Bursts of semi-automatic fire rang out in staccatos as paper Fedayeen were perforated multiple times with 9mm holes. This time I was shielding a VIP behind me with one hand whilst returning fire.
“Squeeze my forearm tight.” The instructor told me as I took aim with one hand. “Now I want you put two shots into him.”
I fired off two rounds one handed all the time squeezing the instructor’s arm behind me with my free hand. I was surprised to see the second shot almost penetrate the original bullet hole.
“Now put three shots into him,” continued the instructor. “Now three more, now empty your clip into him. Blow his brains out the back of his skull!”
The bullet groupings from the one handed burst were unprecedentedly tight, many of the holes stacked onto previous ones. Maybe gripping the VIP tightly with my free hand took my mind off and relaxed my trigger finger, I don’t know but I was very pleased with the result.
I made a short sprint towards cover.
“Reload and return fire!” was the instruction.

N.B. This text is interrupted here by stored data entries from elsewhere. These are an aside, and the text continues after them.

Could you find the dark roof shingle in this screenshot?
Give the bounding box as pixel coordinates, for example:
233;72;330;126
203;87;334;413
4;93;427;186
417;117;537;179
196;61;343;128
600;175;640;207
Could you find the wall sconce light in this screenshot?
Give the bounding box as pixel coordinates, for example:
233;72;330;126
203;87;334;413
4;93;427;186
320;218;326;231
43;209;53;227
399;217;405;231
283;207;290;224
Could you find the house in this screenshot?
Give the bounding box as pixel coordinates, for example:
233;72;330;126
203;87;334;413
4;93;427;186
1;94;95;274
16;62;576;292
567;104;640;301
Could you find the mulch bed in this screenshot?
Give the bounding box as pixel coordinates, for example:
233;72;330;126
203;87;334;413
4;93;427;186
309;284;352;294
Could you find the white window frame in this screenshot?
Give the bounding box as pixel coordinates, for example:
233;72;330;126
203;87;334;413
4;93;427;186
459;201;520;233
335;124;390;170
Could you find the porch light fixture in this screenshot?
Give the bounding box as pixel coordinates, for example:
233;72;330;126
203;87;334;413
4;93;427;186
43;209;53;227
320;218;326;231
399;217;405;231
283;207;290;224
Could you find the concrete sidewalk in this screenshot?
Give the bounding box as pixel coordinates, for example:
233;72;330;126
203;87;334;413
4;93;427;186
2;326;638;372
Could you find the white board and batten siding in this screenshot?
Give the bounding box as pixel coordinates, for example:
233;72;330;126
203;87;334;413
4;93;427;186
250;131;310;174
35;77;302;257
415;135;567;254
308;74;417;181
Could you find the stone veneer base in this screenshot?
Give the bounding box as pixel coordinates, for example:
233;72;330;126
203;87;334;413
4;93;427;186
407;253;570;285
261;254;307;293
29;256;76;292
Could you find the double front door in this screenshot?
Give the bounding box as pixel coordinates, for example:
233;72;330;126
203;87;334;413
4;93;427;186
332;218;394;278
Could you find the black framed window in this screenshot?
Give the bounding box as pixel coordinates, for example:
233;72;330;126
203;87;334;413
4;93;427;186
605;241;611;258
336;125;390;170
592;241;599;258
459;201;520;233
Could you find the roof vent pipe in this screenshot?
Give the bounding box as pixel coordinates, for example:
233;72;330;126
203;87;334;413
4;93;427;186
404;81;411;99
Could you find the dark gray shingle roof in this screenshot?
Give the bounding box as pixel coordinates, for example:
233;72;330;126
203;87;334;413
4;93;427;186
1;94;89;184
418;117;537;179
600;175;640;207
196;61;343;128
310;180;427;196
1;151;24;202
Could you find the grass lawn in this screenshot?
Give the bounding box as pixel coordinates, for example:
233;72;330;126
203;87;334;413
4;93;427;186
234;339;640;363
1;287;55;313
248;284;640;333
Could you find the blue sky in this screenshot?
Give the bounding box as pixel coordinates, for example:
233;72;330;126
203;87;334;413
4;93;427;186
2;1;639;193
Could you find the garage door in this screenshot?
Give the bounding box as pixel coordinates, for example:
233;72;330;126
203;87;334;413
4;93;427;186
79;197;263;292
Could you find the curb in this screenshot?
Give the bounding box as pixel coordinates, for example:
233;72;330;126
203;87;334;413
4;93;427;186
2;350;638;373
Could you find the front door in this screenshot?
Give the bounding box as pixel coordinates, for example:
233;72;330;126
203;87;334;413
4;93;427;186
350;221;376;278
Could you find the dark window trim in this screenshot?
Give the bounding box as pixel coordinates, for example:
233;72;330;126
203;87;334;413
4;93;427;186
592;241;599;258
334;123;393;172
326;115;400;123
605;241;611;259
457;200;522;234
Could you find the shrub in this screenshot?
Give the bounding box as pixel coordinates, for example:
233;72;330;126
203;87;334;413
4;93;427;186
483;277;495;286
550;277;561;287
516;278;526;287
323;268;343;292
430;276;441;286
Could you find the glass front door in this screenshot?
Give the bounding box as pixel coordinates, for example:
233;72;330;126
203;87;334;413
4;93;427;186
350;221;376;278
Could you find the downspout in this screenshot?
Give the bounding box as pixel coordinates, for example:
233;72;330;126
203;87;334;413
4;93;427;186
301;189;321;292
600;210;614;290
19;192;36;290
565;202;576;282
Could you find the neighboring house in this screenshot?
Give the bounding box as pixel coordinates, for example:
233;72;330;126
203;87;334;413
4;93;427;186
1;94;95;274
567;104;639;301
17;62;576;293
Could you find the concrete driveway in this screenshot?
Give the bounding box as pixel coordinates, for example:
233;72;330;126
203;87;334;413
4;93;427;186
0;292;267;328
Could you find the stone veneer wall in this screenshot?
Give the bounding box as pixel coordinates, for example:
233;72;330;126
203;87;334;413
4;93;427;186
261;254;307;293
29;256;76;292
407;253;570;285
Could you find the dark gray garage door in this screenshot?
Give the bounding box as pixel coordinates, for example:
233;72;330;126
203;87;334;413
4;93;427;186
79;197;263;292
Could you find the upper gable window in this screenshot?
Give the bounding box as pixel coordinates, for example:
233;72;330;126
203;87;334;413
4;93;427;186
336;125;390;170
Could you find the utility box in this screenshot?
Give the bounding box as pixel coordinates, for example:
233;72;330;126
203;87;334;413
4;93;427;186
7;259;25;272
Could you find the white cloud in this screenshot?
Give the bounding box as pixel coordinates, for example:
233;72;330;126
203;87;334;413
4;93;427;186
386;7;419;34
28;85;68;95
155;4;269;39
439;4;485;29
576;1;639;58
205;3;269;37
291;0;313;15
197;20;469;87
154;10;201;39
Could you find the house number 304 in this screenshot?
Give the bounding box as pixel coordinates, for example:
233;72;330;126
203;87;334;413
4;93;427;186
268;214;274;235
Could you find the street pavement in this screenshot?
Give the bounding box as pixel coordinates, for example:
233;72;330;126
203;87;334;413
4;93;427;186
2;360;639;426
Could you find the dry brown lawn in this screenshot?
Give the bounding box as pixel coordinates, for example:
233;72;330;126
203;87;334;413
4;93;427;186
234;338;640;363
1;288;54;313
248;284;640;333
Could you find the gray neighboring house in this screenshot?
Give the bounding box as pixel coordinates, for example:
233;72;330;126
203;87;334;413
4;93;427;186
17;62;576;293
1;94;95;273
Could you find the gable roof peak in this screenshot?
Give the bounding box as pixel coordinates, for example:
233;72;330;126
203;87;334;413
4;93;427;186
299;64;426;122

Releasing the magazine I inserted a new clip using the Israeli fast reload method taught. I peered round the corner aiming and let off multiple shots at the terrorist.
“You are trying to aim,” said the instructor “at this range you don’t aim you just point and shoot. Use your instinct. Whilst you were taking aim he would have put a bullet in your head.”
The training journey of Krav Maga has taken me many places; I have met many interesting people, made many great friends along the way and expanded my world. The experience of training with counter-terrorist elite in Israel, the Nation of Warriors, has got to be one of my most treasured memories.